-¡No tienes escapatoria!
Juan ríe y corre tras de mí alrededor del sofá. Tras un par de vueltas me atrapa y ambos caemos encima de él. Comienza a hacerme cosquillas y le pido que pare, pero no me hace caso. Es un poco bobo. Es mi bobo. De pronto, miro donde hace un momento estaba y ya no hay nadie. Se fue, se fue hace mil años. Se fue para siempre. Sin embargo, siempre ríe y siempre me persigue alrededor del sofá y siempre me pilla y siempre, siempre, siempre...
Cuando estábamos juntos reíamos sin parar. Ahora también río, pero de otra manera. Río al recordar. A veces, no puedo reír y solo sonrío. Sin embargo, él me dio la fuerza para no quebrarme. Decía que me haría junco pues yo era árbol y los árboles se parten con un intenso viento. Los juntos se doblan y después, vuelven a erguirse. Juan me convirtió en junco. Por eso río y sonrío. A veces más, a veces menos, pero siempre veo el lado amable de la vida y rara vez me nublo por su lado más amargo.
Cuando se fue, creí que volvería a hacerme árbol y que el junco desaparecería, mas no fue así. Su larga enfermedad me preparó para lo que iba a suceder, para que no volviera a correr tras de mí alrededor del sofá para atraparme. Aprendí a imaginar que lo hacía y aprendí a imaginar que estaba a mi lado en la cama y que despertaba a mi lado y me acariciaba la cara, aprendí a charlar con él, a preguntarle qué haría él cuando un dilema se presentaba en mi vida, aprendí, en definitiva, a vivir sin que estuviera más que en mi cabeza. Algunos diréis que no estoy enferma porque vive en ella y debería estar ya fuera pues hace más de dos años que partió. No me importa lo que penséis, cada uno sobrelleva las pérdidas como le viene en gana. Mi amiga Julia dice que su madre la protege desde el cielo. Soy junco cuando Juan está conmigo y soy junco cuando no lo está. El hecho de que no haya querido que se vaya del todo pudiera parecer a algunos que he perdido el norte, que estoy un tanto chalada. Pero hay que ser muy cuerdo para ser junco. Muchas personas viven en una continua nube, en un continuo desear, en un viaje imaginario a lo que querrían ser y no aceptan ser lo que son en realidad. Desde mi punto de vista, son ellos los que no viven. Soy consciente de que Juan murió el seis de septiembre de dos mil dieciséis y si le dibujo en mi mente es porque en ocasiones me apetece recordar algunos de los momentos que vivimos. Suelo hacerlo cuando algún temor me atenaza o estoy triste o el día me ha ido peor de lo que esperaba.

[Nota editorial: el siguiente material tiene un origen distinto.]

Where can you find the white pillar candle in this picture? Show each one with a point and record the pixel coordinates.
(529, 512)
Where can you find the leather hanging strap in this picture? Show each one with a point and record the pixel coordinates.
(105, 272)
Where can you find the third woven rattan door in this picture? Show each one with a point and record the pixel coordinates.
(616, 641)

Tenía treinta y dos años cuando falleció. Habíamos hecho mil planes, incluso hablamos sobre ser padres en un futuro cercano. Nos gustaba la idea. No pudo ser. Sin embargo, de esos mil proyectos que teníamos cumplimos cientos de ellos y con eso me quedo. Soy junco...
Hoy Luís despertó a mi lado. Es el primer hombre que se queda a dormir en casa desde que Juan se fue. Nos conocimos hace tiempo, en la fiesta de cumpleaños de Marta, una amiga. Lo que comenzó como una amistad es hoy algo más. No tenemos mil proyectos como los tuvimos Juan y yo, pero alguno se ha empezado a fraguar. Luís sabe que a veces veo a Juan y lo entiende. Le he hablado mucho de él y sabe mucho de mí. Sabe que quizás, algún día, mis días malos lo sean menos porque él esté conmigo y ya no necesitaré ver la sonrisa de Juan en mi cabeza para animarme. Es paciente, me dice y sonríe. Agradezco su paciencia y me gusta que esté, más de lo que él imagina. Llevamos tres meses saliendo y es la primera noche que se queda a dormir. Hemos desayunado juntos, me ha dejado en la oficina y se ha marchado a trabajar.
No hay dos personas iguales, ni dos amores iguales, ni dos días iguales. Juan será siempre Juan y Luís, bueno... ya veremos qué será Luís. Hay muchos días, mucha vida y muchos sueños por cumplir. De momento, sonreímos juntos.